During tonight’s show, from my vantage in the front row, it’s hard to be certain if they achieve the totally annihilative volume I’ve witnessed previously, on account of the fact I’m in the front row. While the full force of Norman Westberg’s guitar and Christopher Pravdica’s bass amps blasting me at face level, and the band’s staggeringly vast backline being the primary source of sound, the comparative levels of the drums and vocals through the PA are dramatically reduced.

Swans
Westberg’s patient guitar playing – he chews gum and nonchalantly cranks out a single chord for an eternity without blinking – sits perfectly against Pravdica’s tetchy, repetitive grooves, while Christoph Hahn remains dapper, hair slicked back, while torturing lap steel in the most unimaginable and sadistic of fashions.

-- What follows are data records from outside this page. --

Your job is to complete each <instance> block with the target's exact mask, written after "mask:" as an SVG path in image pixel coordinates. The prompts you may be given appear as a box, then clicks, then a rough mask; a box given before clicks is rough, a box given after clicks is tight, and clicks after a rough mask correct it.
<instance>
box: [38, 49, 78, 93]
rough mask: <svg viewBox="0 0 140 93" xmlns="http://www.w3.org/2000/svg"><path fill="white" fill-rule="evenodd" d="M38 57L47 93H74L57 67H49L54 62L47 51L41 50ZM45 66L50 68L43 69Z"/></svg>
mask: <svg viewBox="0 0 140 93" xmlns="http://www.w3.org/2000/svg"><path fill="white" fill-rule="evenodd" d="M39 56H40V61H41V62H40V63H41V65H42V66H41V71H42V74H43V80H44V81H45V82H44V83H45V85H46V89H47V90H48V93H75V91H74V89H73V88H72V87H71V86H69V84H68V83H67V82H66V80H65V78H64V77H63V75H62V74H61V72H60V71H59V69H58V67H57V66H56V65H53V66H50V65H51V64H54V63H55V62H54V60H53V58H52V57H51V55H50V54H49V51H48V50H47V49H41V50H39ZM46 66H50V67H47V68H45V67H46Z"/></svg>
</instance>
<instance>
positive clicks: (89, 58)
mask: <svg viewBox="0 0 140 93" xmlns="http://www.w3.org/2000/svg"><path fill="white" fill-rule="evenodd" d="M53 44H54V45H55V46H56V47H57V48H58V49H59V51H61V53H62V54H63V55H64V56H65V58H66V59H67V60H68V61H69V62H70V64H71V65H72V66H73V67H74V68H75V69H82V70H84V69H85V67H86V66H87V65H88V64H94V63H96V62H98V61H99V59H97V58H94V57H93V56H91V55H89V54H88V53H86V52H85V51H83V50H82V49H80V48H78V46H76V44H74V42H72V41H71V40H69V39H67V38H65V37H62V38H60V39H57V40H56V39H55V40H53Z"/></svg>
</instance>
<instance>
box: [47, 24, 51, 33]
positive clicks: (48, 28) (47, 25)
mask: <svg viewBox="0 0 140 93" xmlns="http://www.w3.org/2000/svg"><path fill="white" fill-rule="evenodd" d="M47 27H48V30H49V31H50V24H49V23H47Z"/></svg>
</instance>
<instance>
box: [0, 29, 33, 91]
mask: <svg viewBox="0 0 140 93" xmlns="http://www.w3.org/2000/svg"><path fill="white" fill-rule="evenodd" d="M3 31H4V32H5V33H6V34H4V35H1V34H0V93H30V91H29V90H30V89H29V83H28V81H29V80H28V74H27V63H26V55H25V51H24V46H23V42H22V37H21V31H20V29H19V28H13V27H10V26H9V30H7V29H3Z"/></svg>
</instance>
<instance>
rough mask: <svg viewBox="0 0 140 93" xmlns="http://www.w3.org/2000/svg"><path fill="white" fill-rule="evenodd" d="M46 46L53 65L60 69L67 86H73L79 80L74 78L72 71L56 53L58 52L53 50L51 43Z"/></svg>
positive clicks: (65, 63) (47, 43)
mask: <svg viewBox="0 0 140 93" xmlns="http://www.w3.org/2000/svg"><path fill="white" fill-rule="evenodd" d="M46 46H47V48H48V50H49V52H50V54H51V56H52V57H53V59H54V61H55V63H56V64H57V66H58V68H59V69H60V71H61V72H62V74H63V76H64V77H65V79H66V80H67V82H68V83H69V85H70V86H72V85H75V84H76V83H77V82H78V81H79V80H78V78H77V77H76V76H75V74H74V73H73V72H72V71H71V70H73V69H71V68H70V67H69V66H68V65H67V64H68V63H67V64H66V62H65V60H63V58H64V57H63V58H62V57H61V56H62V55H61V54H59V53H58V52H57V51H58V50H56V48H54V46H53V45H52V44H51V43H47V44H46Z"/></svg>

The absence of Thor Harris does have an effect on the sound: the burly, hirsute percussionist brought heightened detail and texture to the band’s immense sound and both he and his huge gong brought something to the visual aspect of the show. Not that thee six men on stage produce a sound which lacks depth, range and detail, tonally or musically, and similarly, to witness six musicians play so cohesively, so naturally, while working so incredibly hard is quite something to behold. The expressions on their faces are of intense concentration but they do occasionally shoot one another knowing smiles and even break big grins from time to time. Gira’s unique and inimitable style of conducting his companions and the way the sound seems to be shaped, sculpted in real-time by his flailing arms and stomping feet isn’t a sight one easily forgets.
Swans
Perhaps even more than on the swirling, two-hour long exploration which is The Glowing Man, the band’s – and no doubt given his recent comments about the future direction of the Swans project in its next phase – Gira’s growing interest in evolving a more abstract style of musical form is placed into sharp relief over the course of this endurance test of a set comprising a mere five pieces and with a duration fractionally in excess of two and a half houurs. He has the lyrics on laminated A4 sheets on a stand in front of him, but his vocal utterances are few and far between, and when not consisting of wordless drones and ululations, the syllables are elongated to abstraction and unintelligibility. This isn’t a problem or a criticism: it simply illustrates Gira’s move towards exploring the language of sound without the need for actual language.
After the show has been brought to a shuddering climax, they stand in line to receive a lengthy – and more than well-deserved – ovation. Gira introduces the players in turn before they take three long, leisurely and appreciative bows. We know we’ve witnessed something special, and, moreover, there is a sense of occasion. This is the end of an era. It’s been scary, unsettling, and nothing short of amazing. Swans: we thank you.